WB: Oh, Eric, absolutely. And I want to thank you for first … I mean, it’s just a beautiful lesson. There’s not much to add, except to just thank you for explaining righteousness to us in a way that’s understandable because it’s such a hard concept to grasp. And then talking about the armor of God. And I thought the very best way to close today … God laid this on my heart last night as I was looking over this lesson, that I’ll just close this today praying the armor of God (Ephesians 6:14-17).
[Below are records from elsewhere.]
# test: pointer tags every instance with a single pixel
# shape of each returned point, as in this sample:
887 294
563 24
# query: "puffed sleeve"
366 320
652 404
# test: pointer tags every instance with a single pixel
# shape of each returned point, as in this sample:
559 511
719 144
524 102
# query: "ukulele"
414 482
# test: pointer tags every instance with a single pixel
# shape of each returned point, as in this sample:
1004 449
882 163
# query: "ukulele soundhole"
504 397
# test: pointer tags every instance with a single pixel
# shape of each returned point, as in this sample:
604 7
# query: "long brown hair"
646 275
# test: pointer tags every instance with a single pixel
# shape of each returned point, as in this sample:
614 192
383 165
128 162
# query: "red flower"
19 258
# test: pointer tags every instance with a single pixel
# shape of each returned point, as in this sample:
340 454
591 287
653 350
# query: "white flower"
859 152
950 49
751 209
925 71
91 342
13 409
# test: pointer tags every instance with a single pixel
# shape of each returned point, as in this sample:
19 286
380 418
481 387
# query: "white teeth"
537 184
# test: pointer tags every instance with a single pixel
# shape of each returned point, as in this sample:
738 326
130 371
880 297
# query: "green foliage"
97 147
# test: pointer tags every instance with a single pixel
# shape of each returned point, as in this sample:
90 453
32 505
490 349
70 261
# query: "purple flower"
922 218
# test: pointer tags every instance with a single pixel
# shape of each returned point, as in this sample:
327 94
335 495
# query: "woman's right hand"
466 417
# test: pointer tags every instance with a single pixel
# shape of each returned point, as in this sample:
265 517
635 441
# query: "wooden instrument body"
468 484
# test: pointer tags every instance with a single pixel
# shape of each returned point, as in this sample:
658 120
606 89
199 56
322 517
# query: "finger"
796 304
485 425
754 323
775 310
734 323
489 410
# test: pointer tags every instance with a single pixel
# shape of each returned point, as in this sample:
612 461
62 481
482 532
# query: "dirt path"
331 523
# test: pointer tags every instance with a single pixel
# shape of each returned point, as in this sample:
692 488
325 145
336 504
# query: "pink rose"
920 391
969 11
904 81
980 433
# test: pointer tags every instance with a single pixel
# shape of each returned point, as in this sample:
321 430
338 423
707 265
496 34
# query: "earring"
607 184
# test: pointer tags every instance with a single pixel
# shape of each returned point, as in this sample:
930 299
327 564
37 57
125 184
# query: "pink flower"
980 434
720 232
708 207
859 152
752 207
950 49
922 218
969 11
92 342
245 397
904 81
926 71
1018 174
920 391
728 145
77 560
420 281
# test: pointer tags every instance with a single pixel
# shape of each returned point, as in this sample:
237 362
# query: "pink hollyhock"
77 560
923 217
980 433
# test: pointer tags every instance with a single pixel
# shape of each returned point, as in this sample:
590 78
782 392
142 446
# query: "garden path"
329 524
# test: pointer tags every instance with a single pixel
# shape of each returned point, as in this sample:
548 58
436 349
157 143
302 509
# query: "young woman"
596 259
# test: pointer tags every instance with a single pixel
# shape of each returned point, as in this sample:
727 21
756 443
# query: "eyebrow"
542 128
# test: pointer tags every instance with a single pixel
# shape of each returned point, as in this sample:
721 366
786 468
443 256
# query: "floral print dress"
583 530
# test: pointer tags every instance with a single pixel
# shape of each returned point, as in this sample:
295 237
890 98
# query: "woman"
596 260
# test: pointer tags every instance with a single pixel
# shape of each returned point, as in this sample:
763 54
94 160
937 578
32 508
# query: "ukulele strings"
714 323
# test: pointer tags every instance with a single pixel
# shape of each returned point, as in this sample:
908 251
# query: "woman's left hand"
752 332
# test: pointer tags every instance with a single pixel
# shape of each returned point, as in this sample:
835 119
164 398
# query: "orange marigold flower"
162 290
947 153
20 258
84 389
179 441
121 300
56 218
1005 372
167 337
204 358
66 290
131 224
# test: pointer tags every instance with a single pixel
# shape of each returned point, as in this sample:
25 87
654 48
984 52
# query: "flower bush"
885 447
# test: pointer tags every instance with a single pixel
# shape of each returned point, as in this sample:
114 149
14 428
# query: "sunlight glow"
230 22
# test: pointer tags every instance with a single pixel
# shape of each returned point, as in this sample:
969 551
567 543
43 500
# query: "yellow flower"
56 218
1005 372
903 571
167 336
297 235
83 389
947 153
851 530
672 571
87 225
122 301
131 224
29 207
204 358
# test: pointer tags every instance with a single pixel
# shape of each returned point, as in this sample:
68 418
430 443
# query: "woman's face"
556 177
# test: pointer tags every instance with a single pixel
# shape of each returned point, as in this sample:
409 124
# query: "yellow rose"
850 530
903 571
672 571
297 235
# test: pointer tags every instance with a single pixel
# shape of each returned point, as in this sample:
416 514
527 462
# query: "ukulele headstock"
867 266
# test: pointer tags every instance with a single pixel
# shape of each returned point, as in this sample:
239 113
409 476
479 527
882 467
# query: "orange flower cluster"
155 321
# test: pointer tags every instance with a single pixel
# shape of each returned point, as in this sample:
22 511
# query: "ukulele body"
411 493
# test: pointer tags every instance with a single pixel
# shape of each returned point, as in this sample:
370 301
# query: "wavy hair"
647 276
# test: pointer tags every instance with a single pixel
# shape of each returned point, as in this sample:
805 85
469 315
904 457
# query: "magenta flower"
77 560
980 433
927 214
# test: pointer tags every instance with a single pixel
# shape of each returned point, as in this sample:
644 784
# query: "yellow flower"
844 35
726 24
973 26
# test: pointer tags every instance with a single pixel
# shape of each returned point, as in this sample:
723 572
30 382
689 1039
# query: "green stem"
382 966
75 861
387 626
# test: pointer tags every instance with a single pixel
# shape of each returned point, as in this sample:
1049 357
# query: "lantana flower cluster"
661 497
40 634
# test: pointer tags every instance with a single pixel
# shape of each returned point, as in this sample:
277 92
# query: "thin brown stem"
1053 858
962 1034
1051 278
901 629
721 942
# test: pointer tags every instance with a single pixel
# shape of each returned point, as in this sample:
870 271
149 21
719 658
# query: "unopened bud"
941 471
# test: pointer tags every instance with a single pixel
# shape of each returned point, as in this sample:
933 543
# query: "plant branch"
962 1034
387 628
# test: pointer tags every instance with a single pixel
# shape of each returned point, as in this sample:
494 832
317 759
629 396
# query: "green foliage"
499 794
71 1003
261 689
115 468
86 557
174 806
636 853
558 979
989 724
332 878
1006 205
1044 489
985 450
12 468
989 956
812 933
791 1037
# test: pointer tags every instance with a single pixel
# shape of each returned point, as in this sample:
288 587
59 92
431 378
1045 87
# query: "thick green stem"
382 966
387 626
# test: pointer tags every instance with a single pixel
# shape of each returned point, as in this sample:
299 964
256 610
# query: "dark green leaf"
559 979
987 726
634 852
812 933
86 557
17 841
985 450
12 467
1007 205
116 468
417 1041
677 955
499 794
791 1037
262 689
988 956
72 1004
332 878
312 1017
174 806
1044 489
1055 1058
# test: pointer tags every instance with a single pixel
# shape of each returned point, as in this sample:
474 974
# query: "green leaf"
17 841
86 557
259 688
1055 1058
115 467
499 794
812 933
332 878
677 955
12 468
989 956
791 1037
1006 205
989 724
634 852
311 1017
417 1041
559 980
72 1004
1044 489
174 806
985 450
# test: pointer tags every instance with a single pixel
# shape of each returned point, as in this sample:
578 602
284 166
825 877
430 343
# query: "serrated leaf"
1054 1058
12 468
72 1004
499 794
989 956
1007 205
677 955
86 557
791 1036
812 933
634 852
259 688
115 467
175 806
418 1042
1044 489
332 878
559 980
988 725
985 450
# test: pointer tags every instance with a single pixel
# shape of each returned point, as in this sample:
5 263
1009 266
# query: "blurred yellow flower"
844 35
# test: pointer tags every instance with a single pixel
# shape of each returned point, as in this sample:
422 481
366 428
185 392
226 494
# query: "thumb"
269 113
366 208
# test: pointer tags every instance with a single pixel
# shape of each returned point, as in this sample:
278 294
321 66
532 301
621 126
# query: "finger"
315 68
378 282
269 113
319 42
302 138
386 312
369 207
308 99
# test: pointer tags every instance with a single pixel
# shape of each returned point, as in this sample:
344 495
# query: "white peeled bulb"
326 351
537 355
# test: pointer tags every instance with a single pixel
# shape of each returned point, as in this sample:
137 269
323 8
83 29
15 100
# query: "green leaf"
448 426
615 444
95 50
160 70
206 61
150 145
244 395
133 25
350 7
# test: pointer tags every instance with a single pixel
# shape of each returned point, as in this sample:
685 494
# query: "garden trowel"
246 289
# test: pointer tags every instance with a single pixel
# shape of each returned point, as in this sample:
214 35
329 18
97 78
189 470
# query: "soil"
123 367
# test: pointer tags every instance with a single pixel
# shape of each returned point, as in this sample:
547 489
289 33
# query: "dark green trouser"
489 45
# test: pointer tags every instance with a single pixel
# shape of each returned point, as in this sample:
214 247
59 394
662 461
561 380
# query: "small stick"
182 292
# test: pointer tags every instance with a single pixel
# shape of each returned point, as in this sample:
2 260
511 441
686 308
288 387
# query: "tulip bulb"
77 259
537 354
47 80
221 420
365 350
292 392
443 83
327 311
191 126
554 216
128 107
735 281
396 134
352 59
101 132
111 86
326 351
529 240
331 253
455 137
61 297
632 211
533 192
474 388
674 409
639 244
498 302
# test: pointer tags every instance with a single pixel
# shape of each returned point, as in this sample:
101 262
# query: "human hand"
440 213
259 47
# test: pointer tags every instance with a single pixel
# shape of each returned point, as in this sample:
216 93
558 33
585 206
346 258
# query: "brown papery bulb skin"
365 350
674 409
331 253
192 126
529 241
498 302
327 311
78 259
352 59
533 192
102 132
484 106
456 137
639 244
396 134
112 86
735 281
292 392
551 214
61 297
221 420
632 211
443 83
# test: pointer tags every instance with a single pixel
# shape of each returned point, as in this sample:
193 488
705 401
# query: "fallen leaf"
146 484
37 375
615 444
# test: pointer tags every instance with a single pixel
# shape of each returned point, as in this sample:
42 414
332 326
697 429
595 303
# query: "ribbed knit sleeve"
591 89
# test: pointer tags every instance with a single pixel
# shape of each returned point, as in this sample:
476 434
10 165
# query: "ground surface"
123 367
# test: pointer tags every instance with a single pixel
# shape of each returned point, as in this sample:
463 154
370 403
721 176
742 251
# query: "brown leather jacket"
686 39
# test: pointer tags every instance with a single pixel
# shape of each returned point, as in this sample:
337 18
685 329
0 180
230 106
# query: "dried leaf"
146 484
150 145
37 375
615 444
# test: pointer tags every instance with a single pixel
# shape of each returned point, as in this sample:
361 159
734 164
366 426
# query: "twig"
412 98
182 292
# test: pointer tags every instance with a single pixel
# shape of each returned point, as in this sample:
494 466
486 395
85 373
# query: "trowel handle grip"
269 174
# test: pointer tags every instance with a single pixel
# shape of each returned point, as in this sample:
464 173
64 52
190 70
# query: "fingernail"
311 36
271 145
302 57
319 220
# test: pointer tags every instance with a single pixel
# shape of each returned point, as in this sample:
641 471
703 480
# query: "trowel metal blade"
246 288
Father, strengthen us with Your helmet of salvation so that we can stand against the culture and the lies of the evil one. Father, cover our hearts with the breastplate of righteousness. Jesus defeated the power of sin and death at the cross, and it no longer has power over us. We stand in His sacrifice. Father, gird us with the belt of Truth. Your Word is Truth. We choose to believe Your Truth and reject the lies of the enemy in the world. We stand centered and strong against his temptations, deceptions, schemes and accusations. Father, we put on the shoes of the gospel of peace. We choose to be an instrument of Your peace and stand ready to live out and give an account for the faith we have in You today. And, Father, we hold up the shield of faith. We trust and believe You are the King of kings, the Lord of lords, the great I Am, the Author and Perfecter of our faith. We reject a spirit of fear; we stand in the spirit of Your power and love and a sound mind. And finally, we take up the sword of the Spirit. We choose to believe Your Truth over the enemy’s lies. Pour out Your Truth. Pour out Your Spirit over us because we choose this day to stand on Your living, active, penetrating Word. Oh, Father, thank You for these mighty weapons of warfare. Thank You that You’ve already won the battle we’re fighting. Thank You that we are victors because greater are You who lives in us than he who lives in this world (1 John 4:4). So today we come under Your power and Your authority. Fill us with the fullness of Your Spirit. Use us to do Your Kingdom work as we march onward as sons and daughters of the living God. We ask this in Jesus’ name, amen.